I don't know what time I left Union St. station, but it took FOREVER to get home, and by the time I arrived there (after midnight), I wanted desperately to cry, but I was too tired, so I just went to sleep, instead, only to wake this morning and head back to Wall Street. I should have had a seat on the train immediately, but for the fact that there was a man lying on one of the bench seats asleep, taking up about three people's space. Somehow, I restrained myself from walking over to him and prodding him with the end of my umbrella 'til he woke. I had elaborate visions of myself looking every inch the elitist piglet that I am, striding over to him in my unpolished two-hundred-and-some-dollar shoes, towering over him (at a safe distance) and poking him in the gut with the point of my blue and red Nautica umbrella 'til he woke, then delivering a stern rant at him about how he's lazy and pathetic and some of us are working three jobs and practically never sleeping more than four hours a night in order to make ends meet, put some money aside and pursue our life's ambitions, and there's no excuse whatsoever for him being a lazy dolt and a parasite sucking the blood of society and inconveniencing people who have REAL reason to be exhausted...But I didn't.
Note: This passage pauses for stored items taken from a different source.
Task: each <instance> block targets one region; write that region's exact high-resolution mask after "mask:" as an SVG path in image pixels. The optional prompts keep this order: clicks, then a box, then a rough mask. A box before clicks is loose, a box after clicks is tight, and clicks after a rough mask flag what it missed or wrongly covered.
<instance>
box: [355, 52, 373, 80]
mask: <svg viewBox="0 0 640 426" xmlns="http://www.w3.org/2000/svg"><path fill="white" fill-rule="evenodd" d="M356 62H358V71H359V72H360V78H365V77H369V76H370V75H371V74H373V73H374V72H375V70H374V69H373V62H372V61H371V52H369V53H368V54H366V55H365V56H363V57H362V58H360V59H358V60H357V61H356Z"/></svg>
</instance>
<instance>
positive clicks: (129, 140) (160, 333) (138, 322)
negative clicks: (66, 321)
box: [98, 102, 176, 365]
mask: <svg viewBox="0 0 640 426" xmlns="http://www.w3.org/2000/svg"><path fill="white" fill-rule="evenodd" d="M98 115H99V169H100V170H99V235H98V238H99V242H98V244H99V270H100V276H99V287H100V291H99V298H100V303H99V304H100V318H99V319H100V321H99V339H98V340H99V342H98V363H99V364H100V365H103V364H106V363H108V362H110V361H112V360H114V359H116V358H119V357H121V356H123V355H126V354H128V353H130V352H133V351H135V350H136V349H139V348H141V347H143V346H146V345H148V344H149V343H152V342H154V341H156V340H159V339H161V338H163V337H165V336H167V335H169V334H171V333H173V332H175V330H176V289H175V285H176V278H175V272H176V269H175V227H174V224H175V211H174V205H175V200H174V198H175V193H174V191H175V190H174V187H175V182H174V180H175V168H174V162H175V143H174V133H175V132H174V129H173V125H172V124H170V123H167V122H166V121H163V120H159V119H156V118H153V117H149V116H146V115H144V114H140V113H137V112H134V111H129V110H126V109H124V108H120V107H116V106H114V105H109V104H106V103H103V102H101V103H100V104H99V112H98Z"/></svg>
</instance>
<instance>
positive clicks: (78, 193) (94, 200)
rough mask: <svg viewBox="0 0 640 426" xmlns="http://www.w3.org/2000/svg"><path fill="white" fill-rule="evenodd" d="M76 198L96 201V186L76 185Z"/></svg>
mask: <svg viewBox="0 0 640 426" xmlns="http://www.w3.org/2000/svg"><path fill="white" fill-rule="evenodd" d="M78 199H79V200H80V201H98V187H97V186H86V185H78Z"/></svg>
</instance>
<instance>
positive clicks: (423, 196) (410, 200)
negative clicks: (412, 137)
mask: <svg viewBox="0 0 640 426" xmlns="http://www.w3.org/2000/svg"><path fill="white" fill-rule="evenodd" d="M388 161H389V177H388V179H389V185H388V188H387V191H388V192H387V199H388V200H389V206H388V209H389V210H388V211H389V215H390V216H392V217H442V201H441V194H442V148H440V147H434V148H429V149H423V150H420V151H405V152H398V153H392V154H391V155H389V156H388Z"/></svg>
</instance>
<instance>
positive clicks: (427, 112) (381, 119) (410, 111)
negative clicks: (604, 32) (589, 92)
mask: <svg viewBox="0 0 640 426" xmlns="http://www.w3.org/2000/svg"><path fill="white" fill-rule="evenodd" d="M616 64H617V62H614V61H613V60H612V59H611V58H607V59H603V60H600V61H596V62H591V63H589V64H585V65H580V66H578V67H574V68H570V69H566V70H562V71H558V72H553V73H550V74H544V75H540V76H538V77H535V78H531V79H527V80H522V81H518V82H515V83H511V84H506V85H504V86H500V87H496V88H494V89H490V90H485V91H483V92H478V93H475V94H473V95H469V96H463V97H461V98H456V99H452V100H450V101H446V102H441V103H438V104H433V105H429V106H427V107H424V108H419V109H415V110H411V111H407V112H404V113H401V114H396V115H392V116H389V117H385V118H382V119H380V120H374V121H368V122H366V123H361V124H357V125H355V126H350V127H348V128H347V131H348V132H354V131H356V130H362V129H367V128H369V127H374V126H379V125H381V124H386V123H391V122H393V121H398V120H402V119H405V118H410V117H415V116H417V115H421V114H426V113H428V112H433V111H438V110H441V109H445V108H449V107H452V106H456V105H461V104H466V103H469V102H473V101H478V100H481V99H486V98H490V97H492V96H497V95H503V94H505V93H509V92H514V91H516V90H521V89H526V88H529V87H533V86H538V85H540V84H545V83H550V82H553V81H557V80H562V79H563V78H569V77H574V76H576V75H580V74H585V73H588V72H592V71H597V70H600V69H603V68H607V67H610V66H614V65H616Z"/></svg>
Apparently I'm enough of an asshole to envision the scene in technicolor, but not enough of one to actually carry it out. At least not yet.

So here I sit. In my office, at my desk in my weird little not-cubicle wearing too much DKNY and passing the time by 'blogging mundanely (a redundant expression). I haven't done anything resembling productive work in about three weeks. Perhaps my boss will have time to speak to me today.